Cryoport is a life sciences services company focused on providing critical solutions, such as temperature controlled logistics, bioservices and end-product fulfillment to the biopharma, reproductive medicine and animal health markets. Our differentiated products and services enable our clients to ship, store and deliver biologics and other life sciences commodities in a continual temperature controlled state, including ultra-low cryogenic and other temperature ranges.
Cryoport's advanced, comprehensive and technology-centric systems and solutions were designed to support the global high-volume distribution of commercial biologic and cell based products regulated by the United States Food and Drug Administration (FDA) and other international regulatory bodies for distribution in the Americas, EMEA (Europe, the Middle East, and Africa) and APAC (Asia-Pacific) regions. Cryoport's solutions are also designed to support pre-clinical, clinical trials, Biologics License Applications (BLA), Investigational New Drug Applications (IND) and New Drug Applications (NDA) with the FDA as well global clinical trials initiated in other countries, where strict regulatory compliance and quality assurance is mandated. Our industry standard setting Chain of ComplianceTM solution, which includes vital analytics, such as ‘chain-of-condition' and ‘chain-of-custody' information in a single data stream, empowers our clients' continuous vigilance over their commodities. In addition, our Chain of ComplianceTM standard ensures full traceability of the equipment used and the processes employed, further supporting each client's goal to minimize risk and maximize success of their new biologics or other commodities as they are introduced into the global markets.

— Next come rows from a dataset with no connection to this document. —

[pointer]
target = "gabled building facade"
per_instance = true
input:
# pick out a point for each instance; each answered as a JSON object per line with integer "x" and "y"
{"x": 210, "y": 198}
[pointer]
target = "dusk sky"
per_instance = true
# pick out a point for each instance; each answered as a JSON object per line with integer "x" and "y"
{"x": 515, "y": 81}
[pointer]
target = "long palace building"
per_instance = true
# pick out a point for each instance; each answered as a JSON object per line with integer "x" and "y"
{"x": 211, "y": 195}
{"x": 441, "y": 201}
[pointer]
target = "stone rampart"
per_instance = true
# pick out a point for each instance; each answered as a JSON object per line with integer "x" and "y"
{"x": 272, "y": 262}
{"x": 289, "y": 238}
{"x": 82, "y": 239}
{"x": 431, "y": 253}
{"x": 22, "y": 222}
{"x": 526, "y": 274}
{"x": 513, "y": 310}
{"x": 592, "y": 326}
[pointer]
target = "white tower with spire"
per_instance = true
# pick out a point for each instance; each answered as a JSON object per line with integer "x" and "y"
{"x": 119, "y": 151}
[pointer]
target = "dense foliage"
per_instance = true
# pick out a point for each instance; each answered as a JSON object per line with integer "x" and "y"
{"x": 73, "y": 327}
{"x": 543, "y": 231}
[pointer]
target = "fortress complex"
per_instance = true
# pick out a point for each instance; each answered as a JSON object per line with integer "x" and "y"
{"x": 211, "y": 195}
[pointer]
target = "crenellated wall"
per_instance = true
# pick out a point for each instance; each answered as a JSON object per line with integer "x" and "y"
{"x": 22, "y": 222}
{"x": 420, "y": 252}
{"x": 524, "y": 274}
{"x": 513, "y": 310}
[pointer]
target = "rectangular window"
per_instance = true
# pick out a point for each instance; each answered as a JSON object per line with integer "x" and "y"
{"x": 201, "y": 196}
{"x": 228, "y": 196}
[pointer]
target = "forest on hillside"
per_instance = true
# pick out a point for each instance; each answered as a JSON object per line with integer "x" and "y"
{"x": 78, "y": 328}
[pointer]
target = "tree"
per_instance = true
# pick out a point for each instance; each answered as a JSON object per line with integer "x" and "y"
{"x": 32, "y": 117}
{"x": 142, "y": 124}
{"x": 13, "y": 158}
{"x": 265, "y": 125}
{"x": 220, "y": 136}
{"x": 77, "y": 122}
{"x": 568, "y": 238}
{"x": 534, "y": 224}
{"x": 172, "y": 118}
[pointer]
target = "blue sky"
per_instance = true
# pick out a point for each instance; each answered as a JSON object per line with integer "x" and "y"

As part of our services, our technologies provide the ability for Cryoport personnel and our clients to monitor conditions of the internal shipping environment, location and other specified critical variables for each shipment in near real time. In accordance with client requirements, information is recorded and archived for each shipment for scientific, quality assurance and regulatory purposes in a secure cloud-based system that can be accessed globally. This information provides an audit trail that can verify the in-shipment condition in which the life sciences commodity, material, product, vaccine or therapy was shipped and/or stored.